Le changement d’attitude de Jennifer Lawrence est significatif. Quand elle a découvert, il y a un an, qu’elle gagnait moins que ces « gens qui ont le bonheur d’avoir un pénis », elle a surtout pensé qu’elle était une « piètre négociatrice ». Mais en octobre, elle s’est montrée bien plus offensive dans une lettre ouverte – qui a fait du bruit – publiée dans le magazine en ligne Lenny, de sa consœur Lena Dunham. Il est vrai qu’elle venait aussi d’apprendre, par le magazine Forbes, que si elle a été l’actrice la mieux payée au monde en 2014 avec 52 millions de dollars (47,5 millions d’euros), son homologue masculin, Robert Downey Jr., lui, avait engrangé 80 millions.
« Che Guevara féminine »
Jennifer Lawrence n’a pas la réputation d’être timorée. Mais d’autres actrices lui ont ouvert la voie depuis le début de l’année. Et d’abord Patricia Arquette, en février, qui, lors de la cérémonie des Oscars, où elle a été primée pour son rôle de mère qui lutte seule pour élever ses enfants dans Boyhood, a estimé que c’était « le moment pour les femmes de réclamer le même niveau de rémunération ». Ou la cinéaste Kathryn Bigelow, qui déclarait dans Time, le 12 mai : « La discrimination sexuelle stigmatise toute notre industrie. » Fin juillet, c’est Robin Wright, de la série House of Cards, qui, dans un entretien au London Evening Standard, appelait à l’apparition d’une « Che Guevara féminine ».
Les langues des stars intouchables se délient. Pour les autres, c’est plus dangereux. Rose McGowan a rapporté sur son compte Twitter que, pour un casting, on lui avait demandé de se présenter en « débardeur moulant noir (ou sombre) qui montre le décolleté (soutien-gorge push-up conseillé). Leggings ou jean moulant ». Quelques jours après avoir rendu publique cette note, son agent l’a virée. Aucune star n’a bronché. Dans Gala du 18 septembre, Diane Kruger racontait, elle, que « l’acteur est toujours casté en premier. Et il a le droit d’approuver, ou non, sa partenaire. C’est dégueulasse ».
Ouvrons un autre front. Il est souvent demandé aux actrices, à l’écran, de s’éprendre d’un acteur qui pourrait être leur père. Sans que ce soit un élément décisif du scénario. Le site Vulture a publié le 1er juin des graphiques qui montrent comment Jennifer Lawrence, Scarlett Johansson ou Emma Stone tombent souvent sous le charme d’hommes mûrs. Pas nouveau. En 1942, dans Casablanca, Ingrid Bergman (27 ans) convolait avec Humphrey Bogart (43 ans). Mais la conséquence a été cernée par Maggie Gyllenhaal, qui a révélé en mai ce que lui a dit un producteur : à 37 ans, elle est trop vieille pour incarner la maîtresse d’un homme de 55 ans.

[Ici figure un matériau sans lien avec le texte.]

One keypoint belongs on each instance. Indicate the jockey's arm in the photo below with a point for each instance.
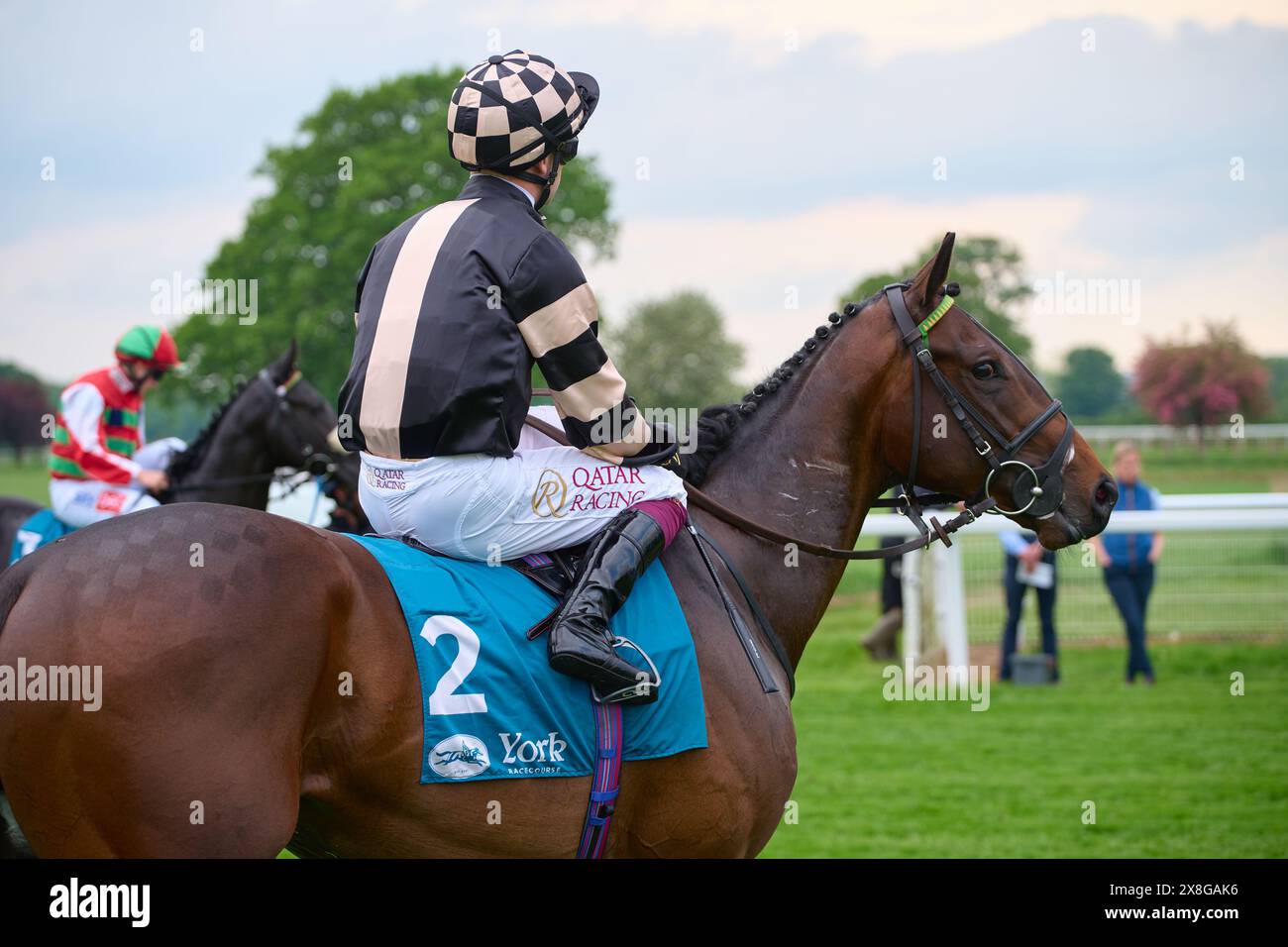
(82, 415)
(559, 321)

Il n’en a pas toujours été ainsi. Les Américaines Clara et Julia Kuperberg travaillent à un documentaire pour montrer que ce sont des femmes qui ont créé Hollywood dans les années 1910 – avec gros postes et gros salaires. « Dans les années 1930, en pleine récession, les hommes se sont rendu compte qu’il y avait de l’argent à faire à Hollywood, et ont pris les places des femmes », racontent-elles dans un article publié le 22 juillet sur le site Cheek Magazine, sous un titre qui ressemble à celui d’un film de super-héros : « Le sexisme à Hollywood peut-il être exterminé ? » Pas gagné.